Studio album by Amaral
- Released: 30 October 2015
- Recorded: Madrid
- Genre: Indie rock; rock; alternative;
- Length: 54:23
- Language: Spanish
- Label: Discos Antártida / Gatorama Music S.L.
- Producer: Eva Amaral, Juan Aguirre and Chris Taylor

Amaral chronology
| Hacia lo salvaje (2011) | Nocturnal (2015) | Salto al color (2019) |

= Nocturnal (Amaral album) =

Nocturnal is the seventh studio album by Spanish band Amaral.

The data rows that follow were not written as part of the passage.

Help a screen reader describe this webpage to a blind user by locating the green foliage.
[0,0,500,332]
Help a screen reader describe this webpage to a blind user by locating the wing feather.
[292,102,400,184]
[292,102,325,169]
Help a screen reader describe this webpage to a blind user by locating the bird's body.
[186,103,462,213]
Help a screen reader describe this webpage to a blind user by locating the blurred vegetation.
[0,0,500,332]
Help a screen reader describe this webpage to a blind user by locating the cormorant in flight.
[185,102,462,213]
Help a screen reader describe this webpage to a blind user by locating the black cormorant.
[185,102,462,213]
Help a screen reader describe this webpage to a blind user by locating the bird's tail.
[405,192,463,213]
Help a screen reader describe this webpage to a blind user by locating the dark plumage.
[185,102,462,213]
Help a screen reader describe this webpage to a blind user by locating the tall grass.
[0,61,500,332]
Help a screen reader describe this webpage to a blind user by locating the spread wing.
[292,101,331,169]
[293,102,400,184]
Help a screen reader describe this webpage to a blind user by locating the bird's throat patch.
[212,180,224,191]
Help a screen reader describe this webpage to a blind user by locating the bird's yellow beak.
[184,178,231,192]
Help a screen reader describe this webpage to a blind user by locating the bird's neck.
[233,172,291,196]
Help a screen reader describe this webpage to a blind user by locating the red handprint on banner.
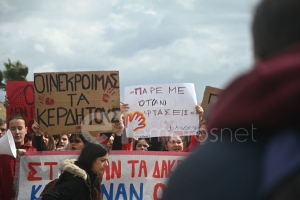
[125,112,146,132]
[102,88,115,103]
[39,94,55,106]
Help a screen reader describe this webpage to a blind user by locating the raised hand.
[125,112,146,132]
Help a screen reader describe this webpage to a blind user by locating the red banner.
[6,81,35,133]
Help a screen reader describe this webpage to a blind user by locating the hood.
[208,44,300,130]
[61,159,87,180]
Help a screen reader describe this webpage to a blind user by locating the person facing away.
[162,0,300,200]
[0,114,36,200]
[132,138,150,151]
[0,118,7,138]
[42,142,109,200]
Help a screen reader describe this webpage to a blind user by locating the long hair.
[132,138,151,150]
[161,136,187,151]
[78,142,109,169]
[77,142,109,200]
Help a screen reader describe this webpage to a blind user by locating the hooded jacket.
[42,159,102,200]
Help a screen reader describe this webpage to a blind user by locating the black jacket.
[42,159,102,200]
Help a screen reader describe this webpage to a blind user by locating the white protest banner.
[16,151,188,200]
[124,83,199,138]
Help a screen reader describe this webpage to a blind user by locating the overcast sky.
[0,0,257,102]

The songs were composed by Eva Amaral and Juan Aguirre, while the recording included the participation of Guillermo Quero as the sound and mixing engineer, Toni Toledo and Ged Lynch playing the drums, Chris Taylor on the bass and Tomás Virgos on the piano. Also, Nus Cuevas contributed an arrangement of strings, Abraham Boba played the organ for one of the songs, and John Calvert and David Antony Brinkworth, along with Eva and Juan themselves, undertook the synth programming. Eva Amaral and Juan Aguirre also took charge of the production, along with Chris Taylor.

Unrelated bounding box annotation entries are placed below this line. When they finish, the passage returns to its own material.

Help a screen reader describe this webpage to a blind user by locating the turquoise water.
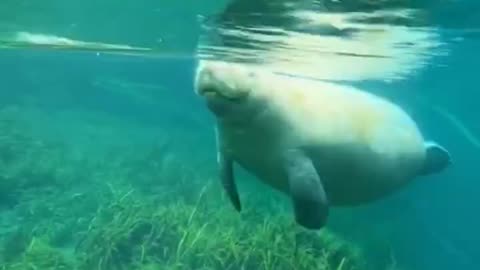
[0,0,480,270]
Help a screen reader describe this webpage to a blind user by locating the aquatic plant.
[0,107,398,270]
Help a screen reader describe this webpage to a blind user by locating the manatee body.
[195,61,450,229]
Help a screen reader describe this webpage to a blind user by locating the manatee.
[194,60,451,230]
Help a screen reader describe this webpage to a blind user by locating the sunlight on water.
[199,6,447,80]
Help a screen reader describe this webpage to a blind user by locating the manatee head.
[195,61,264,122]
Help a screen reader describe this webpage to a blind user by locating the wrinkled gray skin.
[195,60,450,229]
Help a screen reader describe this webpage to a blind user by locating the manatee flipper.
[420,141,452,175]
[285,150,329,229]
[215,124,242,212]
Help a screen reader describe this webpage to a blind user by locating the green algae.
[0,106,398,270]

It is the second album published under the label created by the duo, Discos Antártida. It went on sale on 30 October 2015 and includes 14 tracks. In the week of its release, it reached number one for bestselling albums in Spain and, on 18 December 2015, the album was recognised as a gold record after reaching 20,000 sales.

== Track listing==

| No. | Title | Writer(s) | Length |
|---|---|---|---|
| 1. | "Llévame muy lejos" (Take me far away) | Eva Amaral, Juan Aguirre | 5:36 |
| 2. | "Obertura (Unas veces se gana…)" (Opening (Sometimes you win…)) | Eva Amaral, Juan Aguirre | 1:30 |
| 3. | "Unas veces se gana y otras se pierde" (Sometimes you know and others you lose) | Eva Amaral, Juan Aguirre | 3:50 |
| 4. | "Nocturnal" (Nocturnal) | Eva Amaral, Juan Aguirre | 3:27 |
| 5. | "La ciudad maldita" (The cursed city) | Eva Amaral, Juan Aguirre | 4:18 |
| 6. | "Lo que nos mantiene unidos" (What keeps us together) | Eva Amaral, Juan Aguirre | 4:18 |
| 7. | "500 vidas" (500 lives) | Eva Amaral, Juan Aguirre | 4:17 |
| 8. | "Cazador" (Hunter) | Eva Amaral, Juan Aguirre | 3:59 |
| 9. | "Nadie nos recordará" (No one will remember us) | Eva Amaral, Juan Aguirre | 3:58 |
| 10. | "La niebla" (Fog) | Eva Amaral, Juan Aguirre | 3:54 |
| 11. | "Laberintos" (Labyrinths) | Eva Amaral, Juan Aguirre | 3:29 |
| 12. | "Chatarra" (Scrap) | Eva Amaral, Juan Aguirre | 3:45 |
| 13. | "En el tiempo equivocado" (In the wrong time) | Eva Amaral, Juan Aguirre | 4:53 |
| 14. | "Noche de cuchillos" (Night of knives) | Eva Amaral, Juan Aguirre | 3:09 |

== Charts ==

===Weekly charts===

Weekly chart performance for Nocturnal
| Chart (2015) | Peak position |
|---|---|
| Spanish Albums (PROMUSICAE) | 3 |

===Year-end charts===

Year-end chart performance for Nocturnal
| Chart (2015) | Position |
|---|---|
| Spanish Albums (PROMUSICAE) | 36 |
| Chart (2016) | Position |
| Spanish Albums (PROMUSICAE) | 38 |

== Certifications ==

Certifications for Nocturnal
| Region | Certification | Certified units/sales |
| Spain (PROMUSICAE) | Gold | 20,000^{‡} |
^{‡} Sales+streaming figures based on certification alone.